(Closed) Serious Second Thoughts…

posted 4 years ago in Engagement
Post # 2
Member
2134 posts
Buzzing bee

I think most people will tell you they had some sort of concern because it IS a huge life change. 

However, if you don’t know what those doubts are- it’s probably just nerves. 

Post # 3
Member
9588 posts
Buzzing Beekeeper
  • Wedding: September 2015

What are your fears? Just marriage in general or is your relationship or his character/personality lacking something in particular.

Post # 5
Member
332 posts
Helper bee

I had second thoughts as well… For a few months. It was bothering me so much that I started asking my mum, sister and a close married friend of mine a lot of questions that I felt I needed answered about married life…. I felt a lot better after this, and all of my doubts went out the window, and super looking forward to my wedding this october. 

Post # 8
Member
9588 posts
Buzzing Beekeeper
  • Wedding: September 2015

hmm… well in your heart of hearts do you think marrying him is a mistake? If you feel that way- whether you can logically justify it or not you shouldnt go through with it.

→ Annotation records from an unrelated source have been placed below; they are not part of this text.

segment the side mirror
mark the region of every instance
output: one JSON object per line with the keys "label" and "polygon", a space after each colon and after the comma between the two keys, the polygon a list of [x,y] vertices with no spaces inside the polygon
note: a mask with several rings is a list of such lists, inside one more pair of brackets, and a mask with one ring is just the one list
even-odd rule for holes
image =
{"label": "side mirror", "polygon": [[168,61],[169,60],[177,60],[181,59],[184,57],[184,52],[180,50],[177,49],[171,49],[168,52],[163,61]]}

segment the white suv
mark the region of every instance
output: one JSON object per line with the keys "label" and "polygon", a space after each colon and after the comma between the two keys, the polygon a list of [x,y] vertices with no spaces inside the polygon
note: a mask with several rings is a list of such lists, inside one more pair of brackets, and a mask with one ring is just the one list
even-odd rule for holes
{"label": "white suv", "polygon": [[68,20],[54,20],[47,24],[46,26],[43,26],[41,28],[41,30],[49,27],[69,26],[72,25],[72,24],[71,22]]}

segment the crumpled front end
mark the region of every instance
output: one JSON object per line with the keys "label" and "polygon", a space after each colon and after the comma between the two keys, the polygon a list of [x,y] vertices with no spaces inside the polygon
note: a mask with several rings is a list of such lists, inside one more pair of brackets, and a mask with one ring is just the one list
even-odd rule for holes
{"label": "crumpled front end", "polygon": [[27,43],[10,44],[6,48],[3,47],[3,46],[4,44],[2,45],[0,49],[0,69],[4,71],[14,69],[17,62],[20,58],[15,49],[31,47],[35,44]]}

If you know hes the right choice but just have vague moments of panic thats okay.

Post # 9
Member
332 posts
Helper bee

All you can do is be honest… I thought the exact same thing, I thought my mum would be all over me and asking “are you SURE you want to marry him?” and all that junk, but she was actually quite warm and made sure that I was comfortable. 

I was trying to find faults in my Fiance as well, any little thing and I would get angry about it and it would make me resent my Fiance and want to chat to other guys….Which I regretfully did at the time, but glad that I didn’t pursue anything further than just chatting. 

I was also worried that what would happen if the relationship didn’t work out? What happens if we do get a divorce in 30 years or one of us cheats on the other??? All of these things were bugging me.

All 3 people I asked still even have doubts today and they are all married!! They just live life day to day, because you never know what will happen… You can’t predict the future and that is a scary thing, not knowing what’s or if’s. We just have to go with the flow and see what happens, and hope for the very best. xx

Post # 10
Member
332 posts
Helper bee

p.s, im 26 too 🙂

Post # 11
Member
7654 posts
Bumble Beekeeper

seftonkitty: I think having a healthy level of fear/awe about the massive commitment you’re planning to make is only natural. But if your GUT is telling you this is a bad decision, that’s another story. I have moments of “holy shit, this is my entire life we’re talking about, I can’t even wrap my head around what it means to commit to someone for life!” — but in my gut there is no doubt that Fiance is the one for me. So I let these occasional moments of fear wash over me, and then I put them aside and move on.

Only you know if this is a gut feeling rather than normal cold feet. You say you’re 26 and have been with Fiance for 7.5 years…so since you were 18? Is it possible your doubts are stemming from the fact that you never experienced an adult relationship with anyone else, or you’re “missing out” on the casual dating/exploration phase many people go through in their 20s? 

Post # 14
Member
1298 posts
Bumble bee
  • Wedding: June 2016

I responded to your daniel post, but I’m going to respond here as in my initial response I brought up that the whole “childhood crush” scenario may be a manifestation of doubts.

I think it’s completely normal, and very healthy, to have a mild panic attack over the idea of commiting to someone for the rest of your life. Anybody who doesn’t stop and think “Is this really what I want? Is this really a good idea based on all available information” is being a bit rash in my opinion.

I pushed my Fiance to finally propose (needed a wedding by 2016 for immigration purposes — otherwise I would have been happy to stay as we were as I don’t think a piece of paper legitimizes a relationship) and then when he did and i accepted, I had a few weeks of “WHOA!! Am I ready for this? Is he the right life partner for me? Is this a good decision?” I sat down and tried to come up with faults — I couldn’t really get anything more severe then “his fake laugh annoys me” or “he’s terrible at pep talks”. Hmm Ok that didn’t seem to yield substantial enough red flags for calling off an engagement. I felt those were “faults” I could live with.

So then I thought about every other man (or even person — gender aside) I’d ever met. Were there people that I preferred to my FI? Was there anybody else who I thought “Yes, they would be a better fit”. Not that I’m interestedin marry a woman as I’m straight, but I figured that if there was a female out there who seemed a better fit for me, then there was probably a comprable male out there that was better for me. I couldn’t think of a single person that I felt I could be happier with.

So then I told my inner voice to shut up. It’s a huge decision and marriage is always a risk and a gamble since we can never see our future with perfect information. But I feel pretty good about my chances with Fiance.

I also talked to my mum about her marriage (nearly 35 years and going strong) and she said she went through the exact same feelings.